Private equity activity fell 29% year-on-year, but still accounts for an historically high one-fifth of all M&A. While financial sponsors are active across sectors, interest in technology, and software in particular, stood out, constituting the lion’s share of PE deals by number. As interest rates begin to stabilise, we may see more activity from financial sponsors.

Slow IPOs, promising follow-ons

IPO markets declined a further 24% in 2023 to $113bn, the lowest level for 14 years. Many flotations were pulled or postponed during the year. Flotation proceeds on US exchanges doubled during the year, albeit from a low base. 

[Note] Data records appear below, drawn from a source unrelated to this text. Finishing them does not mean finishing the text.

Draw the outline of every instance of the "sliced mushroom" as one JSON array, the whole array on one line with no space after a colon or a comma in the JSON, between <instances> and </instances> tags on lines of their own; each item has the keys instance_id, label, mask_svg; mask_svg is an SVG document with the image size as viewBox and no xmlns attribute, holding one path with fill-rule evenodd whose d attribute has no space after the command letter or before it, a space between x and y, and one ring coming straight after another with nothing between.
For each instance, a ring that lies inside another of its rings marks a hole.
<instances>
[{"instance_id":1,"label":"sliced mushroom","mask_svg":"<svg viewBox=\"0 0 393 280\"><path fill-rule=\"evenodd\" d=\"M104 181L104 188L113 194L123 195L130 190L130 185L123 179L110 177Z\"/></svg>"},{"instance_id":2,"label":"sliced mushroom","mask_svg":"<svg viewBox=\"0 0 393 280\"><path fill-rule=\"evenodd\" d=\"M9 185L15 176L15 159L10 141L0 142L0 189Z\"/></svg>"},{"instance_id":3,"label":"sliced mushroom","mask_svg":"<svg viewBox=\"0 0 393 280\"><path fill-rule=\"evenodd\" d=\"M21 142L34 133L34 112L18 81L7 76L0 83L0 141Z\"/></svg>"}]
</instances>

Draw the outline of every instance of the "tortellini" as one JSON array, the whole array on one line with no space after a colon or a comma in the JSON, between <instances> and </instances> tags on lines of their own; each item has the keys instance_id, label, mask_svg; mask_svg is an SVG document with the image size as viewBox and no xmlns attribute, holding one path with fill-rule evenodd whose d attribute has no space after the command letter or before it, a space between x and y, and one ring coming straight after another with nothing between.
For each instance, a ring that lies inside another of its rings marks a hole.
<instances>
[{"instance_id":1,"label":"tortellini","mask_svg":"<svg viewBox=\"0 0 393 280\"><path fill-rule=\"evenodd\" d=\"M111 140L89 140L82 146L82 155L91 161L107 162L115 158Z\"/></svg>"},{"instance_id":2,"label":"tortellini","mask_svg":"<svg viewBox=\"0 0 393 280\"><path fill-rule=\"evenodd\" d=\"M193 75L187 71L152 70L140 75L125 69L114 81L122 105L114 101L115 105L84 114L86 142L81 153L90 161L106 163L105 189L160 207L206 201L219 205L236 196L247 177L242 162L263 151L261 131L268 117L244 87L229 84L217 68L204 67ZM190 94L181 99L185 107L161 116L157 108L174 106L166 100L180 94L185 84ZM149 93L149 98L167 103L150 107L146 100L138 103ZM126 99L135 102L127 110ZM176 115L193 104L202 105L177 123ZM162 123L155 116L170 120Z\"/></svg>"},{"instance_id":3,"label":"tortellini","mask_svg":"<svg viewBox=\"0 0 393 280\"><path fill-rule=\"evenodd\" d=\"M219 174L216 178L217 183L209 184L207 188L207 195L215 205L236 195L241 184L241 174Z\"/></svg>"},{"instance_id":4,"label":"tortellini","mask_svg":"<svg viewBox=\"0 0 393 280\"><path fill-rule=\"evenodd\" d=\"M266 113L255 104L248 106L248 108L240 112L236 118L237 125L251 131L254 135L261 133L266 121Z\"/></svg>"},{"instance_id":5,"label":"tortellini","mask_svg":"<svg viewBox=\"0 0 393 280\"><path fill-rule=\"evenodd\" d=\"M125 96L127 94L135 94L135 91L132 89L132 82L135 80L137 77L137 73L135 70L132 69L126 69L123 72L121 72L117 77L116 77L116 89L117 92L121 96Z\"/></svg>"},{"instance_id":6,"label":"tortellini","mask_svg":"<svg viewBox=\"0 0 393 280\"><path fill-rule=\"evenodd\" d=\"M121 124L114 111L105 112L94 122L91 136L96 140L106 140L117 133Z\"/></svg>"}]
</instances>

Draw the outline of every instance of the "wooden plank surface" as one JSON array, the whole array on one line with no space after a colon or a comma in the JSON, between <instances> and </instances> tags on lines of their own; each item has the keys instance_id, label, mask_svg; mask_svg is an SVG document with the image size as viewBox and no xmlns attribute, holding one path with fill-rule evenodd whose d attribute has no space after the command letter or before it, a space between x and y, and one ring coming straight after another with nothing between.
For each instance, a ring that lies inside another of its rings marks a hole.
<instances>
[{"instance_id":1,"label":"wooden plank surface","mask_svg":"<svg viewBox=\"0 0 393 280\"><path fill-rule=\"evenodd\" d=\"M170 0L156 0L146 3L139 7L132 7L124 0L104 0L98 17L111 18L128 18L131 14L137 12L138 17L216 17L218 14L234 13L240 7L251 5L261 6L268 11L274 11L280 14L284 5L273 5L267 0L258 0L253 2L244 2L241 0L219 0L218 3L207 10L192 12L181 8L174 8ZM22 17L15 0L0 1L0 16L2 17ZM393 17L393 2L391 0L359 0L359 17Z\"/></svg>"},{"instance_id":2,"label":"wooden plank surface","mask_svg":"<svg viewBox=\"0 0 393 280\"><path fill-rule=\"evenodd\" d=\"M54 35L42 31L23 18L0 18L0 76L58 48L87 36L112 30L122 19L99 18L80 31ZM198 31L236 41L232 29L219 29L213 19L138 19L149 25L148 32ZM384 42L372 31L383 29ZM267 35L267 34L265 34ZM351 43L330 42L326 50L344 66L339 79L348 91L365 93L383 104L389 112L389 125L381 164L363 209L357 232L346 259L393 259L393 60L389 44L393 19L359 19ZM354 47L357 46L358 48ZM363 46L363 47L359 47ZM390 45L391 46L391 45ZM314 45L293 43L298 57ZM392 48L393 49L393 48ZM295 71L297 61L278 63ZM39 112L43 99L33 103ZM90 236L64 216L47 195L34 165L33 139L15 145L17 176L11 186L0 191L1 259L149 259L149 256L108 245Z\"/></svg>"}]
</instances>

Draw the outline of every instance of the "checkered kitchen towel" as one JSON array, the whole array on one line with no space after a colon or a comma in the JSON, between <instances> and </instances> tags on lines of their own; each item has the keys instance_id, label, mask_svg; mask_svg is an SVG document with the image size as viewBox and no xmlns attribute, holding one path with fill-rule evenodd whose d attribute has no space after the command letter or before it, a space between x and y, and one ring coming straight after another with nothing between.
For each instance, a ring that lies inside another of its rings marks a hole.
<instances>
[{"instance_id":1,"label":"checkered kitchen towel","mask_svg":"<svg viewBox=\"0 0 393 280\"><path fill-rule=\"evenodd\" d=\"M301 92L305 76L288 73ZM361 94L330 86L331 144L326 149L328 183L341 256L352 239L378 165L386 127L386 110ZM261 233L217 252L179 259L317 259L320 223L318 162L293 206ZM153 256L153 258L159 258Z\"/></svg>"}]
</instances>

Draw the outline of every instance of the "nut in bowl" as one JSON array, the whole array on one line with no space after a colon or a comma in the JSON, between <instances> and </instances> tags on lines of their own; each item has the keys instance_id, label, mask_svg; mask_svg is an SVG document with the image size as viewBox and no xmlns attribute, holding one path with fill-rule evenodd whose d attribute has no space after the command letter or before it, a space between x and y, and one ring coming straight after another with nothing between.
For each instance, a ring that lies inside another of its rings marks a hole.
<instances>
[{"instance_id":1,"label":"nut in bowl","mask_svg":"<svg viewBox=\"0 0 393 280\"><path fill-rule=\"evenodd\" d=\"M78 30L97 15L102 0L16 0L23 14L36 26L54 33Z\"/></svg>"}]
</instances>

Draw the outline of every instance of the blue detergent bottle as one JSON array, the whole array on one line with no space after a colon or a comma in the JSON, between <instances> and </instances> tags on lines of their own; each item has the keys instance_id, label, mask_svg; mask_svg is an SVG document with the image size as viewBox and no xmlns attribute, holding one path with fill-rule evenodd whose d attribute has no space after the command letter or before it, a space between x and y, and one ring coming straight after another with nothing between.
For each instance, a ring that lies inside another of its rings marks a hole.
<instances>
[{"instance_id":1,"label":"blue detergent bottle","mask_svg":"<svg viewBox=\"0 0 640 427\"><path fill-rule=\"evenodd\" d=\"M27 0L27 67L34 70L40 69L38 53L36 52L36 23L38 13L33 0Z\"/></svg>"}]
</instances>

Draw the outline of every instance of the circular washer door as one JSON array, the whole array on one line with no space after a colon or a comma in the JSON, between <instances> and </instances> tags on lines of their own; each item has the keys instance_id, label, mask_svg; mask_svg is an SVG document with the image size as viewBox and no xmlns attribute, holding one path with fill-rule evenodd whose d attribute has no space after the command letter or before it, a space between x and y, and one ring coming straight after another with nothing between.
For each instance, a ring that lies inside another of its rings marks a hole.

More encouraging was the market for follow-on equity financings, which grew by 17% to $323bn during 2023, indicating continued appetite for quality names. Meanwhile convertible issuance was up 34% to $93bn, a level that could be surpassed in 2024 as companies need to refinance maturing debt.

Global Equity Capital Markets ($bn)

The rise and rise of DCM

While the astonishing levels of debt capital market activity witnessed since the pandemic have come off slightly, they remain at an historically elevated level, with $8.9trn debt capital raised across all products, and a 6% increase on 2022. 

Global investment-grade corporate bonds were up 5% to $4.3trn for 2023 overall (although with a notable downward trend towards year-end), while high-yield saw a major resurgence, with a 66% growth in issuance to $219bn.

Meanwhile, international bonds were up 7%, despite some weakening in Asia, including in China, hampered by depressed M&A markets. 

In addition, global syndicated loans were down 15% in 2023 to just $4.3trn – a market significantly dependent on the health of M&A markets. 

Even so, DCM remains a tremendously dynamic market, with plenty of innovation and a plurality of funding activity across the world. As rates stabilise, we could expect continued growth across these markets, and indeed our team already report a very strong January, with the number of issuers coming to market in the early new year.

Global Debt Capital Markets ($tn)

A case-in-point are green and social bonds – the latter coming-of-age during the pandemic era. In 2023, green bonds grew 10% in 2023 to reach $422bn. A general focus on sustainability has become very mainstream for issuers in the DCM area and represents about 10% of the market across all categories. 

Responding to questions around green-washing, our speakers noted a marked shift to a growing linked market, where the cost of finance is linked to sustainability KPIs. So far, we have not seen a decline in returning issuers. However, there is a lot of maturing debt this year, so it will be revealing to monitor who comes back to market.

Fees suffer from wider volatility

It is no surprise to see global investment banking fees took a 7% hit in 2023, to total $106bn, the slowest year since 2018, with income dented by subdued M&A, where income fell by a quarter.

The Americas contributed 47% to the global total, taking home $49.6bn, while EMEA bankers saw a 6% fall to $25bn and a similar decline in Asia-Pacific took income to $27bn. Bucking the trend, Japanese dealmakers enjoyed a 24% increase compared to 2022. 

The total share of wallet by the top 10 banks totalled 36%, a fall of 1.25 percentage points in 2022. While a handful of global US banks continued to dominate the global capital markets across most categories, there are interesting strategic plays being initiated by several European and Japanese banks that could make for interesting competition in the years ahead.